Admittedly networking is not my strength, so perfectly happy for someone to shoot down this hypothesis.
I haven’t been able to post anything on Facebook, neither a new post to my wall nor add a comment on a friend’s post, since mid-morning US/Eastern and this is still the case. In addition I can’t login to the site - I am able to access the site only where I’m already logged-in.
You're already logged in so it's just going to show you old content. I'd be surprised if your able to post anything, or if any "like" you give during the outage is saved. Same thing is happening with both Instagram and FB apps on Android for me.
This is the first time I experience this. Also note that current session on messenger.com still work, we can still send/receive message, but can't upload any image or send sticker. Looking forward for a post mortem analysis on this.
My hunch is that it's the end of Q1 and people are trying to release code changes so they can pad their Q1 performance reviews "designed and delivered feature X on time in Q1".
I've seen all quarter ends being targets for releases. And things that have been delayed since start of the end of the year are usually pushed to the end of Q1.
Perhaps relevant that npm has been having issues although they only recently caught and fixed them. Scoped Private npm packages were getting cloudflare 503 errors
Since it went down for PC and not mobile, I was concerned if it was just an idea of audience testing, in the process of moving to an app-only platform.

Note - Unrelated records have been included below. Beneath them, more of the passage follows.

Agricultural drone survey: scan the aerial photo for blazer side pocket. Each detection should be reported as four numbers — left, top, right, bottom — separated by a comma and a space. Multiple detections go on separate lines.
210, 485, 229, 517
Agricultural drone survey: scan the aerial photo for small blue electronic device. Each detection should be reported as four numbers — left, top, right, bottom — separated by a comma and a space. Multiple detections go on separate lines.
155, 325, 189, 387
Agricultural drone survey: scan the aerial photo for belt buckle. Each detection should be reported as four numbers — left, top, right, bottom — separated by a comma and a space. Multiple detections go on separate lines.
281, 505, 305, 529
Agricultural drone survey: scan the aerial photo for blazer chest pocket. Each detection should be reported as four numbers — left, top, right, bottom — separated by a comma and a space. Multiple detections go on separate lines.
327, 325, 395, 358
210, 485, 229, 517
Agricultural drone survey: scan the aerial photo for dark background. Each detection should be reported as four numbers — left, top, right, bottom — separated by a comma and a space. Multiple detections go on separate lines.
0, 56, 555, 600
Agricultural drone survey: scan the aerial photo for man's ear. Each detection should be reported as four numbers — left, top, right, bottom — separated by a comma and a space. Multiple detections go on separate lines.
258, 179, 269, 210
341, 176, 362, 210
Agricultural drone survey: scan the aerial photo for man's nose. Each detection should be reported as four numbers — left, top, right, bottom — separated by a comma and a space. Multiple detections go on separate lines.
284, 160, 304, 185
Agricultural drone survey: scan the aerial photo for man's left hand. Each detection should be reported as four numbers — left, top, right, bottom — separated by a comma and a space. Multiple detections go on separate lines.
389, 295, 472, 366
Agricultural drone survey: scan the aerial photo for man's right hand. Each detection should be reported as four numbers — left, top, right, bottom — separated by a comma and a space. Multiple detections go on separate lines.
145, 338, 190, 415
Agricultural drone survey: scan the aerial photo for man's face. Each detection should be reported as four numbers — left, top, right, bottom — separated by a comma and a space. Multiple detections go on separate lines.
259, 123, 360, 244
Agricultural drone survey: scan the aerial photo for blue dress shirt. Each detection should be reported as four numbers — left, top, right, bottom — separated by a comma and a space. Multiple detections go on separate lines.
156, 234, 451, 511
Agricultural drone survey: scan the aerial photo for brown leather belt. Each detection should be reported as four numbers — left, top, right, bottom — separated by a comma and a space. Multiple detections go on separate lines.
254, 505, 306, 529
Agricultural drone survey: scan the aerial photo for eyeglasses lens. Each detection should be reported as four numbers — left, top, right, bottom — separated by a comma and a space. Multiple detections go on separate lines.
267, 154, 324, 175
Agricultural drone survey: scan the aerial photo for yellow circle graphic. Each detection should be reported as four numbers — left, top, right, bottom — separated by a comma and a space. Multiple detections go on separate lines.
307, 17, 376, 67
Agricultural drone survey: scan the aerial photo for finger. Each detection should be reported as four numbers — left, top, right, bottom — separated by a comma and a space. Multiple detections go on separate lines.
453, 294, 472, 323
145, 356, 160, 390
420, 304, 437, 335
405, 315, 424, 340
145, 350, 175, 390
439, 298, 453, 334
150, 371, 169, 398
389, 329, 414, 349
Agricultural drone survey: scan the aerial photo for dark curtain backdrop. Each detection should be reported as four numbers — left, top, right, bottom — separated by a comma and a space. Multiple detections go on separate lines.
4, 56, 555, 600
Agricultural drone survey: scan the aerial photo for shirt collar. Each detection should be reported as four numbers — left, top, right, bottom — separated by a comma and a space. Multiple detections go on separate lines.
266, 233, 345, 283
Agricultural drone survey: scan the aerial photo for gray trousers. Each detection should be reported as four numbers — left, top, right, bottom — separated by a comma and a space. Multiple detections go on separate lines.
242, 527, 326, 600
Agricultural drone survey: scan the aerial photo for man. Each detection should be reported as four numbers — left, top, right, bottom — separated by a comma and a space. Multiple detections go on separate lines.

Meanwhile in Russia they are talking about disconnecting their network from the rest of the world.
Some test gone south?... Maybe...
Someone has a traceroute handy?
My fiance's uncle sent something today that because of a school shooting in Brazil, they were blocking all images and video shared to social networks like "WhatsApp, Instagram, Facebook and other social networks". I haven't been able to verify this myself or from any other sources, but I wonder if either people are misinterpreting the FB outage or if Brazil is blocking content it's having weird ripple effects.
People would be reactivating their Facebook accounts and having to sift through conspiracy theory posts about Hillary Clinton still just to figure out what was going on.
Edit: The points on this post keep going up and down every time I check these comments. Yes, it was sarcasm, I was joking, but I was trying to point out that most people rely on a small set of services. "Cloud" has centralized things a lot.